Tom complied and Miles nodded thoughtfully as if he were listening, but all he really heard for the two hours of the briefing was
This is your fault. You failed.
Chapter Five
“This is your fault. Do not think to shift the blame to anyone else. You did this yourself,” Lady Alecia reiterated needlessly, setting her ringlets aquiver. “You are wicked and evil. That is how your father was. And how you are.”
“I know,” Clio said, her head bowed. “I broke my promise. I take full responsibility.”
“Broke it?” Lady Alecia snorted. “You decimated it. You made a scene. A scandal.”
“A debutante,” Mariana put in prettily.
“Debacle,” Doctor LaForge corrected.
Lady Alecia kept her eyes on Clio. “You mortified us.
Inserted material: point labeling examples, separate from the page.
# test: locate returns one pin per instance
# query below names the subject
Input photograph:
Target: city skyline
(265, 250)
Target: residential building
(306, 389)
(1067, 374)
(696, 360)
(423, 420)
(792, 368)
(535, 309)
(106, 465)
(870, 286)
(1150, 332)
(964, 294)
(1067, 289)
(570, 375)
And you will pay for it. You will refrain from such behavior in the future, Clio,” she informed her granddaughter. “You will not set foot in Dearbourn Hall unless specifically requested to do so.”
Clio was only too happy to agree. Indeed, she had no desire to set foot in the place ever again, and would gladly have been anywhere else at that very moment. She had known the summons from her grandmother would come, it was inevitable after her appearance the night before, and she had known she would dread it and the withdrawal of her allowance it was sure to result in, but what had surprised her on the way from Which House was that even more than seeing her grandmother, she dreaded running into the Viscount Deerhound, as she had taken to calling him in her mind. She had been immensely relieved when she arrived and found that he would not be present at the interview.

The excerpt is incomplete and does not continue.